Picked up this Hiawatha no nose bicycle. Anyone got a tank for it?


----------



## piercer_99 (Mar 6, 2022)

The beginning of my next 26" balloon tire rider.  Just picked it up.


----------



## rustystone2112 (Mar 6, 2022)

Twinn Streak set and Delta TripleLite


----------



## tjkajecj (Mar 6, 2022)

1941/38 combo, repainted safety yellow Colson... frame has many poor repairs... but I have seen way worse.

Nice summer project to find correct parts for, maybe add the black trim graphics.
Seen an original painted with this bumble bee scheme.

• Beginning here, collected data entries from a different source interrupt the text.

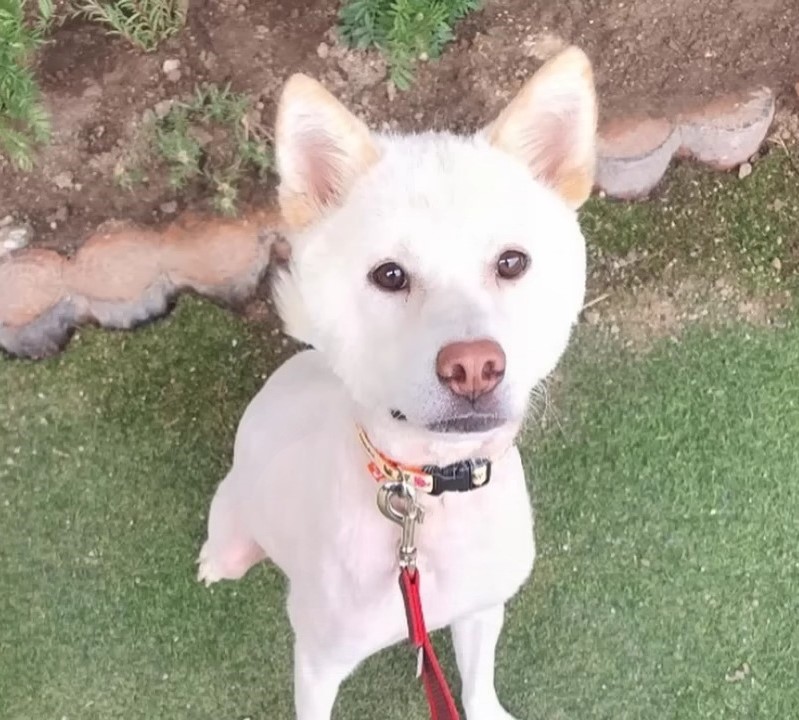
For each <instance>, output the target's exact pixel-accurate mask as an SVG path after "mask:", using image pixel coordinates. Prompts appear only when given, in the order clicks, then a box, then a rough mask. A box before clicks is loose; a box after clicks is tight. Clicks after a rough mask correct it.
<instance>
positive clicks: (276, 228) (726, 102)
mask: <svg viewBox="0 0 799 720" xmlns="http://www.w3.org/2000/svg"><path fill="white" fill-rule="evenodd" d="M774 110H775V98H774V93H773V92H772V91H771V90H770V89H769V88H766V87H759V88H755V89H753V90H750V91H748V92H744V93H738V94H734V95H725V96H723V97H719V98H716V99H715V100H713V101H712V102H709V103H705V104H704V105H701V106H698V107H697V108H696V109H695V110H691V111H689V112H684V113H681V114H679V115H676V116H675V117H673V118H669V117H659V118H656V117H651V116H647V115H640V116H629V117H625V118H617V119H614V120H612V121H611V122H609V123H606V124H605V125H604V126H603V127H602V128H600V131H599V144H598V163H597V182H596V185H597V187H598V189H600V190H602V191H604V192H605V193H606V194H607V195H610V196H613V197H617V198H623V199H633V198H639V197H644V196H646V195H647V194H648V193H649V192H650V191H651V190H652V189H653V188H654V187H655V186H656V185H657V184H658V183H659V182H660V180H661V178H662V177H663V175H664V174H665V172H666V169H667V168H668V166H669V164H670V163H671V161H672V159H673V158H674V157H676V156H682V157H686V156H687V157H693V158H695V159H696V160H698V161H699V162H702V163H705V164H707V165H709V166H711V167H713V168H715V169H722V170H726V169H730V168H733V167H736V166H737V165H739V164H741V163H743V162H745V161H746V160H748V159H749V158H750V156H751V155H753V154H754V153H755V152H757V150H758V149H759V147H760V145H761V143H762V142H763V140H764V139H765V137H766V133H767V132H768V129H769V127H770V125H771V122H772V120H773V119H774ZM280 230H281V223H280V218H279V215H278V213H277V212H276V211H255V212H252V213H250V214H248V215H246V216H245V217H243V218H241V219H237V220H224V219H220V218H202V217H199V216H195V215H184V216H183V217H181V218H179V219H178V220H177V221H175V222H174V223H172V224H171V225H169V226H168V227H167V228H166V229H165V230H164V231H163V232H159V231H156V230H153V229H147V228H142V227H138V226H135V225H132V224H128V223H109V224H106V226H104V227H103V228H100V229H99V230H98V231H97V232H96V233H95V234H94V235H93V236H92V237H90V238H89V240H88V241H87V242H86V243H85V244H84V245H83V246H82V247H81V248H80V250H79V251H78V252H77V254H76V255H75V256H74V257H73V258H65V257H63V256H62V255H59V254H58V253H56V252H53V251H49V250H37V249H22V250H16V251H13V252H11V253H10V254H8V255H6V256H4V257H2V258H0V349H2V350H5V351H6V352H8V353H10V354H11V355H14V356H18V357H27V358H41V357H45V356H47V355H51V354H53V353H56V352H58V351H59V350H60V349H61V348H62V347H64V345H65V344H66V343H67V341H68V340H69V336H70V334H71V332H72V331H73V330H74V329H75V328H76V327H78V326H79V325H81V324H84V323H89V322H94V323H97V324H99V325H101V326H102V327H106V328H132V327H135V326H136V325H139V324H141V323H143V322H146V321H148V320H152V319H154V318H156V317H159V316H161V315H163V314H164V313H166V312H167V311H168V310H169V308H170V305H171V303H172V301H173V300H174V298H175V296H176V295H178V294H179V293H181V292H184V291H187V290H188V291H194V292H197V293H200V294H201V295H204V296H206V297H211V298H214V299H216V300H219V301H222V302H224V303H227V304H231V303H238V302H241V301H243V300H245V299H246V298H248V297H249V296H251V295H252V294H253V293H254V291H255V289H256V287H257V285H258V283H259V281H260V279H261V278H262V277H263V275H264V273H265V272H266V269H267V267H268V265H269V261H270V257H271V254H272V251H273V250H274V249H277V252H278V254H279V255H282V256H283V257H286V256H287V248H286V246H285V243H284V242H283V241H282V240H280Z"/></svg>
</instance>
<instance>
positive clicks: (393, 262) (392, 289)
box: [369, 262, 408, 292]
mask: <svg viewBox="0 0 799 720" xmlns="http://www.w3.org/2000/svg"><path fill="white" fill-rule="evenodd" d="M369 279H370V280H371V281H372V282H373V283H374V284H375V285H377V287H379V288H380V289H381V290H387V291H388V292H399V291H400V290H405V289H406V288H407V287H408V276H407V275H406V273H405V271H404V270H403V269H402V268H401V267H400V266H399V265H397V263H395V262H387V263H383V264H382V265H378V266H377V267H376V268H375V269H374V270H372V272H371V273H370V274H369Z"/></svg>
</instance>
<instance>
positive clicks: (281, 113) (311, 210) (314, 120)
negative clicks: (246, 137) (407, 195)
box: [275, 74, 378, 228]
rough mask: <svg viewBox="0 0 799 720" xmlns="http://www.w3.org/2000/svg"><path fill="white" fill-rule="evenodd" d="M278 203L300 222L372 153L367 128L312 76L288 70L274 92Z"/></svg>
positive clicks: (323, 200)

Already converted a few incorrect items to correct.
Also painted the working light to match.

Anyone have a guess as to the rear light/reflector?
Was this off a trailer, tractor, motorcycle or meant for a bike?


----------



## rustystone2112 (Mar 6, 2022)

Make-A-Lite


tjkajecj said:


> 1941/38 combo, repainted safety yellow Colson... frame has many poor repairs... but I have seen way worse.
> 
> Nice summer project to find correct parts for, maybe add the black trim graphics.
> Seen an original painted with this bumble bee scheme.
> ...



Make-A-Lite








 The taillight is a Make-A-Lite


----------



## New Mexico Brant (Mar 6, 2022)

Thanks to Brady Clark for this Reading saddle, Mike @Rusty72 for the single Pirate, I just wish it was the opposite side!  Time to find axles that work in these.   And to Ken @Hastings for the Shelby script marked gooseneck and Fare Thee Well sunglasses!


----------



## Rust_Trader (Mar 6, 2022)

Box of goodies, thanks M.


----------



## Oldbikes (Mar 6, 2022)

Picked up another Skippy Sno Plane and an early 30’s 24” Steelcraft wagon.


----------



## locomotion (Mar 6, 2022)

when you think you are done
another "take it or I will throw it all away" box comes in!


----------



## marching_out (Mar 6, 2022)

First bike I've bought since last fall. Trying to cut back...hah...hah. Missing the horn button and a few spokes.


----------



## BRad90 (Mar 6, 2022)

You might of seen this on the License Plate fourm but got to share it one more time. Made a deal with @Balloontyre for such a awesome tag.





I also scored another Rochester, Minnesota license plate off eBay. Can't wait tell it comes in.


----------



## rollfaster (Mar 6, 2022)

marching_out said:


> First bike I've bought since last fall. Trying to cut back...hah...hah. Missing the horn button and a few spokes.
> View attachment 1583644
> View attachment 1583647
> View attachment 1583648
> View attachment 1583650



Excellent find, these are usually always missing the twin lights.. very nice complete example!


----------



## volksboy57 (Mar 6, 2022)

Picked up some some great badges a few weeks ago.


----------



## Mike Franco (Mar 7, 2022)

Weekend junk haul


----------



## Mason103 (Mar 12, 2022)

Pioneer 1250 SX Receiver in 1976 Top of the line @ $ 499.99 / had the same . goes for more on Ebay


----------



## Hobo Bill (Mar 13, 2022)

still waitin'


----------



## srfndoc (Mar 13, 2022)

Please delete.


----------